Las cinco de la mañana era una hora de bajón absoluto en el horno. Aquel día el frío inundaba las calles de la ciudad y más de un compañero había sido atacado por la gripe. Solos Manuel y yo empolvábamos las últimas rosquillas con azúcar glass. De repente, mi compañero, reacio hasta hace tan sólo un par de días en mediar palabra conmigo, decidió tirarme un puñado de polvo sobre el mandil. Así fue como comenzó nuestra dulce guerra.
Se la devolví a quemarropa. De esta manera, pasamos los cinco minutos más divertidos de nuestra vida. El aire comenzaba a caldearse y las risas iban tomando cuerpo de deseo. Del azúcar pasamos a los huevos, la harina, y hasta la fruta escarchada hacían las veces de armas. ¡Parecíamos dos niños pequeños! Todo formaba parte de un juego inocente hasta que resbalé y caí al suelo con tan mala, o buena suerte, que Manu cayó encima de mí y así, ambos yacentes sobre la tarima, comenzamos a besarnos entre nubes de caramelo.

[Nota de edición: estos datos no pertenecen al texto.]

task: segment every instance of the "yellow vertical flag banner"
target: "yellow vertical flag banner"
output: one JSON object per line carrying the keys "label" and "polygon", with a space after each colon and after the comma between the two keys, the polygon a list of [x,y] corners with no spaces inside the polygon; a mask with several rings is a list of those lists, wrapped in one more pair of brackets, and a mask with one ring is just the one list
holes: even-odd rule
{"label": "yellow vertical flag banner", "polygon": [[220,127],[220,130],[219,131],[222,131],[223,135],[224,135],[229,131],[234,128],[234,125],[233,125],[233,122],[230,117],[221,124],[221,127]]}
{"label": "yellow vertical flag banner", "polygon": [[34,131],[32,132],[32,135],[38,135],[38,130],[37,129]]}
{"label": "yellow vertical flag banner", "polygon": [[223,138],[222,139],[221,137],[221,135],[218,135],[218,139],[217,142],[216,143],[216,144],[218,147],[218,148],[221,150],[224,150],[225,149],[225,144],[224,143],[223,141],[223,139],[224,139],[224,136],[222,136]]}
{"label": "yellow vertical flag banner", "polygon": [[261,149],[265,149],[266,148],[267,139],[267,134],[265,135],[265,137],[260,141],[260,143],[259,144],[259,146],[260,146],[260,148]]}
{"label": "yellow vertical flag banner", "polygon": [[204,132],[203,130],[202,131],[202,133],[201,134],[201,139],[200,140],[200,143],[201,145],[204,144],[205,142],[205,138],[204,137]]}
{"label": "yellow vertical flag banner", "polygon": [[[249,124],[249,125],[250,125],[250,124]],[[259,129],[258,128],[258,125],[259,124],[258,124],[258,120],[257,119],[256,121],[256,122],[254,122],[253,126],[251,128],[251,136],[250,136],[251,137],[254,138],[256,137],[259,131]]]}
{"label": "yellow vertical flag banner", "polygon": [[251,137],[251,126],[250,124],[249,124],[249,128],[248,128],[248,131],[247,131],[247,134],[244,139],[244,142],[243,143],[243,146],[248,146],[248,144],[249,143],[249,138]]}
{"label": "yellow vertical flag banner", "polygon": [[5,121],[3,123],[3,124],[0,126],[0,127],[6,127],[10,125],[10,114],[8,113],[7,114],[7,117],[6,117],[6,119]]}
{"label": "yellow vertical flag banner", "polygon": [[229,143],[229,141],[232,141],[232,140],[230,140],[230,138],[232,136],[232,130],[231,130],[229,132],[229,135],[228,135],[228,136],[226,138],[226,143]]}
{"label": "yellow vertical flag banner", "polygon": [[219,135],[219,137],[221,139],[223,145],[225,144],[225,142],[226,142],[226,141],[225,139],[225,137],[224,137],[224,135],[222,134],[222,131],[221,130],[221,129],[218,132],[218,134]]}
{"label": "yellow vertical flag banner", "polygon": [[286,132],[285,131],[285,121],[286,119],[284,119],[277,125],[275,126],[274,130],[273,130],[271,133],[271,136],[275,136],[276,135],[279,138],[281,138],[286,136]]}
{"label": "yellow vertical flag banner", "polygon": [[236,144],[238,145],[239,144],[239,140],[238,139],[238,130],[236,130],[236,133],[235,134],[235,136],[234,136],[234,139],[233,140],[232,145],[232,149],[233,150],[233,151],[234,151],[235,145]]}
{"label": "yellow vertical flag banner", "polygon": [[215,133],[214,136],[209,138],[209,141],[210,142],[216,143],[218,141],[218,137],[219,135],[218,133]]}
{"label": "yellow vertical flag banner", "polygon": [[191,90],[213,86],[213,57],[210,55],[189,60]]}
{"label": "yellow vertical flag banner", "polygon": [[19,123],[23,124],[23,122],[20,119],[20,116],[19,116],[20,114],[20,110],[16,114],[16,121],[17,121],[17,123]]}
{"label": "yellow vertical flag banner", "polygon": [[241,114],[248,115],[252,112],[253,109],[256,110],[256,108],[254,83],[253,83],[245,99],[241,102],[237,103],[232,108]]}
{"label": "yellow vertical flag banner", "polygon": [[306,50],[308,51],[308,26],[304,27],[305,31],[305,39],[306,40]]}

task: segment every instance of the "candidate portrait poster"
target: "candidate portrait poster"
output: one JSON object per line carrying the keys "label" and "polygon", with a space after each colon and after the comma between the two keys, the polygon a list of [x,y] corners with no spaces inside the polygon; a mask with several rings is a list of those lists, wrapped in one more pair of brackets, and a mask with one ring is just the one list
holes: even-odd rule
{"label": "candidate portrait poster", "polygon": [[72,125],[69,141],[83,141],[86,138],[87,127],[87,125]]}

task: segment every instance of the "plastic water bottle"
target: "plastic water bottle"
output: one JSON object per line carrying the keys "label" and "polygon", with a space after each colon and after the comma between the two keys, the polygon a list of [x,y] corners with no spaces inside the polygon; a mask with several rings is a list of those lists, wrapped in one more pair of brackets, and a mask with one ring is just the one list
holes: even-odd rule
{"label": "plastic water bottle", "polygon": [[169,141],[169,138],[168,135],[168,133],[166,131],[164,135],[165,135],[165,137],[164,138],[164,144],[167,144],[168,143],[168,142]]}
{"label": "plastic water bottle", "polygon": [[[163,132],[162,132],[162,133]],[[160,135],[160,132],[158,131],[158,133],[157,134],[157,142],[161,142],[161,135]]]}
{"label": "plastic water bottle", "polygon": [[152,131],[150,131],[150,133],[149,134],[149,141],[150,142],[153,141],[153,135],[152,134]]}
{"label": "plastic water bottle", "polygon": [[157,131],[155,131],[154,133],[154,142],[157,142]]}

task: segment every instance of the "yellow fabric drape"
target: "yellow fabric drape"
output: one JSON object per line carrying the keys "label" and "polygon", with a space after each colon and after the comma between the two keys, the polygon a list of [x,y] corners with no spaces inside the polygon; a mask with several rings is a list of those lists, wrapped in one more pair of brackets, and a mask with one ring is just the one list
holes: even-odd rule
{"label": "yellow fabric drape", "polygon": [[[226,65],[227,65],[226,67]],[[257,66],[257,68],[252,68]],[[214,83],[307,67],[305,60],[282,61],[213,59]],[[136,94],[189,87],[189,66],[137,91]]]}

Todo olía a vainilla y canela. A besos y caricias. A ganas de comerse el uno al otro. Me remangó la falda y comenzó a palpar mis glúteos blancos por culpa de la harina. Mis ojos viajaban por debajo de su camiseta. No quería imaginar. Lo único que ansiaba era poder tocar su pecho y llenar con mi saliva todo su torso desnudo. Le quité la camiseta con la misma fuerza arrolladora que me permitió tumbarle en el suelo y seguir robando prendas de su cuerpo. Tras quedar totalmente desnudo quise experimentar con todos los sentidos fijándome sobretodo en el del gusto.
Sobre su pene sirope de chocolate. Gemía mientras su miembro entraba y salía de mi boca. Cuando se acababa un sabor comenzaba por el siguiente. Nata, crema, fresa…Aquel día me salté la dieta de sexo y lo degusté todo con ansia. El deseo carnal era tan grande que me deshice de mi ropa interior y pringada de arriba hasta abajo metí su miembro en el interior de mi cuerpo.

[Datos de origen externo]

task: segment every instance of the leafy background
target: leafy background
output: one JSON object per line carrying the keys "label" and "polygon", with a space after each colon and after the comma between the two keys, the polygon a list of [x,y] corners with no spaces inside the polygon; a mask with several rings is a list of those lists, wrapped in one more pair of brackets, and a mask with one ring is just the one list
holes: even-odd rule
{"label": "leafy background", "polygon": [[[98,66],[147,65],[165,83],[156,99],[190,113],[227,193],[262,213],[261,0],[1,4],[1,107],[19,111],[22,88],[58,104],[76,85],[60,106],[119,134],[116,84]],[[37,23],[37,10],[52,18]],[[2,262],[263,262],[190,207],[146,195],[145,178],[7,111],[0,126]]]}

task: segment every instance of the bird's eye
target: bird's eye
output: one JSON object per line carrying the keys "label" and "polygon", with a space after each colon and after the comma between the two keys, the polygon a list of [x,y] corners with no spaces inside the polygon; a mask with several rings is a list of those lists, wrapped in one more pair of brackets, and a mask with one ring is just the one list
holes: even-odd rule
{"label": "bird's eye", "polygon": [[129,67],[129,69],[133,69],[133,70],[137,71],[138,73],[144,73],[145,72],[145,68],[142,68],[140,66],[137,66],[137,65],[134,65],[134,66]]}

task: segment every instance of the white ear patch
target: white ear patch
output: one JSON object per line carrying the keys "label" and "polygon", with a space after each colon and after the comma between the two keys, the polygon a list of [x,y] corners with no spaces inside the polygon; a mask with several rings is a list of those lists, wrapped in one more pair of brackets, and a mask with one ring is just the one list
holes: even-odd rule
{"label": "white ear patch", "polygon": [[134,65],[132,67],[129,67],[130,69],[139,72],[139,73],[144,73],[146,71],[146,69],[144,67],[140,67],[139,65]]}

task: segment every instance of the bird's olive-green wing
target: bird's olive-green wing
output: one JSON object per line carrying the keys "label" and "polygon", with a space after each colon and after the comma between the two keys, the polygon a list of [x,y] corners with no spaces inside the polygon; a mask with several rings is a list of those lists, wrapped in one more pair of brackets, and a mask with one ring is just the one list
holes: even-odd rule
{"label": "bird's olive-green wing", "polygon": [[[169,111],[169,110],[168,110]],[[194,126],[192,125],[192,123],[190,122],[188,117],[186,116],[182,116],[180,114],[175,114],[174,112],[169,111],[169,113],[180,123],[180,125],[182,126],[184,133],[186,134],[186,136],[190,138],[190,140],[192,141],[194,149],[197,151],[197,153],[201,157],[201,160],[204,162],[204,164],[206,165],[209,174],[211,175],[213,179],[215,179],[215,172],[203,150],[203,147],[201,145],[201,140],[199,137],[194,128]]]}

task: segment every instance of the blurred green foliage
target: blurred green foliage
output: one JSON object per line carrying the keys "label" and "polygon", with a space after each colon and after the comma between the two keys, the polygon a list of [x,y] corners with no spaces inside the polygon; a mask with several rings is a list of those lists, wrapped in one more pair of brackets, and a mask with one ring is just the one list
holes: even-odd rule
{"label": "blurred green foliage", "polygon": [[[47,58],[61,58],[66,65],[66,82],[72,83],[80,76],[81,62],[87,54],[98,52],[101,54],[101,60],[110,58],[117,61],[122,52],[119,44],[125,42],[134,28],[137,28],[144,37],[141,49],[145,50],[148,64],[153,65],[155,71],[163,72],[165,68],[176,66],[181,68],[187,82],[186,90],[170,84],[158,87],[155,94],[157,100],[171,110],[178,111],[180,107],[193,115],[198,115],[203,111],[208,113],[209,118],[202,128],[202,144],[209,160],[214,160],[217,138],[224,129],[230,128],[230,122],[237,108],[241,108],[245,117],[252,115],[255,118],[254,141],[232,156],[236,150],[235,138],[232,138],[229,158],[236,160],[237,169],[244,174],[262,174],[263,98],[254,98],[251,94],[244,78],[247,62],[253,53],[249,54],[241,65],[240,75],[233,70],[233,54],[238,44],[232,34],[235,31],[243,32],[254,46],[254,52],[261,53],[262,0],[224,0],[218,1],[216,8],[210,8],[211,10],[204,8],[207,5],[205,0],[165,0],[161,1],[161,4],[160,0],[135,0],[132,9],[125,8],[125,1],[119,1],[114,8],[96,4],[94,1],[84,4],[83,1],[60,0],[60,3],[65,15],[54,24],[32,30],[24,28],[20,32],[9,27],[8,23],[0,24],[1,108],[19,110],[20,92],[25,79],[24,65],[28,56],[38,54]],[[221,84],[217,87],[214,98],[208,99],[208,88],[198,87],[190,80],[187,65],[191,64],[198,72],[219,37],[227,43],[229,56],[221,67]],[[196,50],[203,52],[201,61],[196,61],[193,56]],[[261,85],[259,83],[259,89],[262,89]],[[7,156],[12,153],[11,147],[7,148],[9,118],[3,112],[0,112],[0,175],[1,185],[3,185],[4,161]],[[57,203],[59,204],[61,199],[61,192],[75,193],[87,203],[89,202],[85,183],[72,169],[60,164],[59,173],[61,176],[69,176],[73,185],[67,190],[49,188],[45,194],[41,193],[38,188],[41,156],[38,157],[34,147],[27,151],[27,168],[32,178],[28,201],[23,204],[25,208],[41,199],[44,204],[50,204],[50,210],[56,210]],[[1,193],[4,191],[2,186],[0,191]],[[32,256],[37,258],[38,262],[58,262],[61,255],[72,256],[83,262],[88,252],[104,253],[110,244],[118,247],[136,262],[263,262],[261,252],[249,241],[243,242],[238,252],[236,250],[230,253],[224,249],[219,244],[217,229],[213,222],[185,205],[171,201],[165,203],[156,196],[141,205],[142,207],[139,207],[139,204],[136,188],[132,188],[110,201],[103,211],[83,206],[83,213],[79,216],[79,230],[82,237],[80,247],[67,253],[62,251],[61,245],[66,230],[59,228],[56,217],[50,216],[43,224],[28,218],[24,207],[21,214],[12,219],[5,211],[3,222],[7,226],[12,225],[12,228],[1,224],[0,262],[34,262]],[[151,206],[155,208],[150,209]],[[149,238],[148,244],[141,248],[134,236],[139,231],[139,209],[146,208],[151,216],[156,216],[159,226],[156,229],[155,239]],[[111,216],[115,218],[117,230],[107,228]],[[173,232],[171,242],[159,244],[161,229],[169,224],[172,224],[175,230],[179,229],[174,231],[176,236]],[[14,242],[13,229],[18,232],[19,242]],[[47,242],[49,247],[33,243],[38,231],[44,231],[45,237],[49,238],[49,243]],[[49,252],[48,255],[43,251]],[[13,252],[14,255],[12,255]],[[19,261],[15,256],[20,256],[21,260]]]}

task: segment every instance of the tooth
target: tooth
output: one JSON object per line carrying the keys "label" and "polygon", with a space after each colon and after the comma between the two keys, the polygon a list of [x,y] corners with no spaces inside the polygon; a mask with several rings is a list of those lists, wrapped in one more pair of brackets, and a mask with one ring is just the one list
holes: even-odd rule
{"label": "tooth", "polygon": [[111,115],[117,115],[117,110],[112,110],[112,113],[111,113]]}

Los minutos pasaban y sus jadeos iban en aumento. El olor a pan horneado comenzaba inundar nuestras pituitarias y el humo que emergía del horno creaba una atmósfera tan especial que parecía que el sueño de azúcar y caramelo iba a durar eternamente. No fue así.
La campanilla anunciaba que debíamos sacar las baguettes antes de que quedasen totalmente calcinadas. Para no seguir alargando una situación que cada vez era más insostenible volví a bajar hasta su entrepierna y fue allí donde acabó todo.
Desde entonces no ha vuelto a pasar. Mi ex marido nunca me tuvo entre algodones pero al menos esa madrugada, en el trabajo y con Manuel, un hombre por primera vez me hizo sentir el sexo entre frutas, nubes y algodones, aunque fueran únicamente de azúcar.